Утро звездочета - страница 6
В конце концов, условия нашего негласного договора выгодны не только Мостовому – уж с его-то логикой это было нетрудно понять. Мой личный профит – спокойная и многолетняя работа в Следственном комитете, поступательное повышение в званиях и, чем черт не шутит, перевод в Главную Контору. В нашем с ним состоянии «ни войны, ни мира», пожалуй, слишком много пацифизма для ненавидящих и боящихся друг друга сторон. Он надеется, что мне невыгодно доносит слишком рьяно – слишком активных стукачей опасаются прежде всего те, кто их завербовал. Я рассчитываю, что он будет делать вид, что не замечает стукача в своем ближайшем окружении; достаточно держать меня на определенной дистанции, не отпуская, однако, из виду. Не прессовать, но и не делать из меня любимчика. Не допускать в мой адрес кляуз со стороны других подчиненных и, боже упаси, не жаловаться на мои проколы вышестоящему начальству. Ограждение меня от дел трактовать – если, конечно вопрос поставят ребром, – как поступательное вовлечение новичка в рабочий процесс, как закономерный процесс обучения безусловно одаренного, но малоопытного сотрудника, как бережное взращивание будущего Конторы на собственном опыте и примере.
Мы нужны друг другу, и чем больше я думаю об этом, тем очевидней, что для Мостового я – настоящая находка. Как ни крути, а от стукача никуда не деться, так не лучше ли с ним полюбовно договориться?

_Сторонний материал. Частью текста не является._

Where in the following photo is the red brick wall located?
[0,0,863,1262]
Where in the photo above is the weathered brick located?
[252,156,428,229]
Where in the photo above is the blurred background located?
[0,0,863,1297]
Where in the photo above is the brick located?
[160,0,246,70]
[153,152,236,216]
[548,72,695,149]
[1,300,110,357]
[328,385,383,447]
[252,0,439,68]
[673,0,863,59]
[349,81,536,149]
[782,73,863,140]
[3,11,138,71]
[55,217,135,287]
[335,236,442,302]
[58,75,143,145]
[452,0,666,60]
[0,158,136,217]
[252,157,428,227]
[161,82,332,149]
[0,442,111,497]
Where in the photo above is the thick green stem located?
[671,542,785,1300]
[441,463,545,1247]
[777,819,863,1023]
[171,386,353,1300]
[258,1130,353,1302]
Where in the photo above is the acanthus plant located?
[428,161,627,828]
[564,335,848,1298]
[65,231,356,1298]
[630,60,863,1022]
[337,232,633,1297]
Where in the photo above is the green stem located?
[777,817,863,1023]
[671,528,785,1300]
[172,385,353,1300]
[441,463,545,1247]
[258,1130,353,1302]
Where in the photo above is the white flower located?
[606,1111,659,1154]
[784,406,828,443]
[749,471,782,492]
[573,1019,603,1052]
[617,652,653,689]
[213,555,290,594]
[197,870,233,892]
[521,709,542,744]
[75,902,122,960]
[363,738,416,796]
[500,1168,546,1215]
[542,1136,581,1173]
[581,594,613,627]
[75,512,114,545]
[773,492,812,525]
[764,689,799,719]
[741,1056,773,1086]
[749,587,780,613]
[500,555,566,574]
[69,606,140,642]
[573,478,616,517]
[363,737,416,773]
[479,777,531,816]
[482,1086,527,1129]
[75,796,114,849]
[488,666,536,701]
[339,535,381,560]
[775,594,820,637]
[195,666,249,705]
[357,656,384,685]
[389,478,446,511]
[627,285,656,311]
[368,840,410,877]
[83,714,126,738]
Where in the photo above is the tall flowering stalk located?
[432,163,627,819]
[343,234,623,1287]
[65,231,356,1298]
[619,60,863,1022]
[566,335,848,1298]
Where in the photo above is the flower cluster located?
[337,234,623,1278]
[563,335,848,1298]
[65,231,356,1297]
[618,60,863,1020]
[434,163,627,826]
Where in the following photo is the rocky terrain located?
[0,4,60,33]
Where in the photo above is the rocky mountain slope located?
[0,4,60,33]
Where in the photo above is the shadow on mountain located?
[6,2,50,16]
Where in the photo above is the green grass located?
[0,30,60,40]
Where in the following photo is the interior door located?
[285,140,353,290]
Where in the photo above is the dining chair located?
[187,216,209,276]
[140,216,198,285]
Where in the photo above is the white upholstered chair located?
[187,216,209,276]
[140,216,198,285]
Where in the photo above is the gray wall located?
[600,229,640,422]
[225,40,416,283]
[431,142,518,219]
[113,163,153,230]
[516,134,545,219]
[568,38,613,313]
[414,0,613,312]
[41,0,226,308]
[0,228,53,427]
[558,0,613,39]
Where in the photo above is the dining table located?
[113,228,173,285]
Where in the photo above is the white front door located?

По крайней мере, на месте шефа я вряд ли бы думал иначе. Его проблема в другом: я – не стукач. И, если честно, не имею не малейшего понятия, кто в нашем отделе доносчик, и есть ли он вообще. Я не агент МВД, и не резидент Бастрыкина. И даже не представляю, как к Багмету стекается неофициальная информация о работе подчиненных, а ведь кто-то должен эту информацию собирать?
Я – водитель мусороуборочной машины из штата Айдахо, выигравший в лотерею триста миллионов долларов. Разница между нами в том, что тот втайне надеялся сорвать джек-пот, я же подавал бумаги в Следственном комитет лишь как улику на будущее. Как документально заверенное доказательство своего намерения вытащить семью из хронического безденежья, которое можно будет предъявить жене, когда ей вздумается предъявить мне новые обвинения по моему бесконечному семейному процессу.
После тяжелого дня мне стоило бы расслабиться, но удушающая жара и распугавшая бликами полумрак в большой комнате заставка программы «Пусть говорят» – не лучшие союзники для беззаботного времяпрепровождения.
– Невыдуманные истории, о которых нельзя молчать, – слышу я из телевизора.
На экране – ведущий Андрей Малахов. На нем черная рубашка и синие джинсы, он слегка небрит, а на переносице у него – очки в темной оправе. Он, как всегда, уйму времени провел в гримерке, вот только мне странно и почему-то приятно оттого, что сегодня в его внешнем виде нет ничего, за что его можно было бы назвать смазливым.
– Повод печальный, – говорит Малахов, и я внутренне съеживаюсь.
Мне хочется исчезнуть, расплавиться от жары, а еще лучше, испариться. В собственном доме я чувствую себя как во вражеской крепости. Ответственность, которую я внезапно осознаю – пусть даже за просмотр телешоу – разрывает мне голову изнутри и одновременно стискивает ее снаружи. Я с удовольствием позаимствовал бы у своего семилетнего сына шапку-невидимку, которая для него – такой же очевидный факт, как для меня – подозрения Мостового. Убраться с глаз долой, раствориться, расплавиться – лишь бы меня не замечали. Только бы я никому ничего не был должен.